Reinforcement learning, DQN.


RL Experiments

I worked on this project to get some basic knowledge of reinforcement learning and have some fun solving problems automatically. All three problems in this project was solved using Q learning.

                
    Algorithm double_q_learning:
        initialize Q_1 = Q_2, memory_deque = []
        initialize explore_rate = 1, time_step = 0
        initialize state
        repeat:
            action = select from (random_action, argmax(state, Q_1)) with explore_rate
            new_state, reward, done = environment.step(action)
            memory_deque.append( (state, action, new_state, reward, done) )
            time_step += 1
            explore_rate = max(explore_rate * explore_rate_decay, explore_rate_min)
            if time_step % update_q2_steps == 0:
                train_batch = sample(memory_deque)
                q_val = bellman_qeuation(train_batch)
                Q_2 = Q_2 + back_propagation(q_val)
            if time_step % update_q1_steps == 0:
                Q_1 = Q_2
        until avg_game_reward > threshold
                
            

I used the template code from the UCB RL course homework to solve the Atari games. It is a deep Q learning algorithm, with some best practice, including double Q networks. The agent constantly achieved a average reward of over 20 on Pong-v0 after 4.3M of game steps.

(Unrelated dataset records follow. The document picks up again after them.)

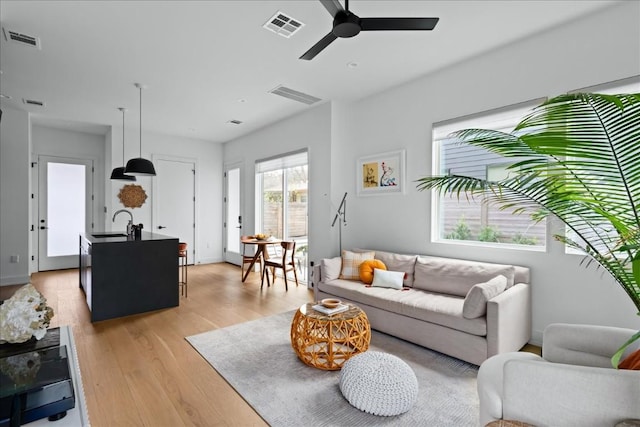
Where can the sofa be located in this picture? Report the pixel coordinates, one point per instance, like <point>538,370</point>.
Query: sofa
<point>430,309</point>
<point>572,384</point>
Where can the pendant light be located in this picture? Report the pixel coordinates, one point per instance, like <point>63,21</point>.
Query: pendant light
<point>138,165</point>
<point>118,173</point>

The cart-pole problem should be the easiest and most common one. Nothing mysterious here. It was solved in 456 steps, which is a pretty good (and lucky) score for q learning.

I also developed an apple-picker game environment, a easy problem to apply deep Q learning with convolutional neural network, to test the code implementation. The problem was solved relatively easy, and should be a good start point for complex problems.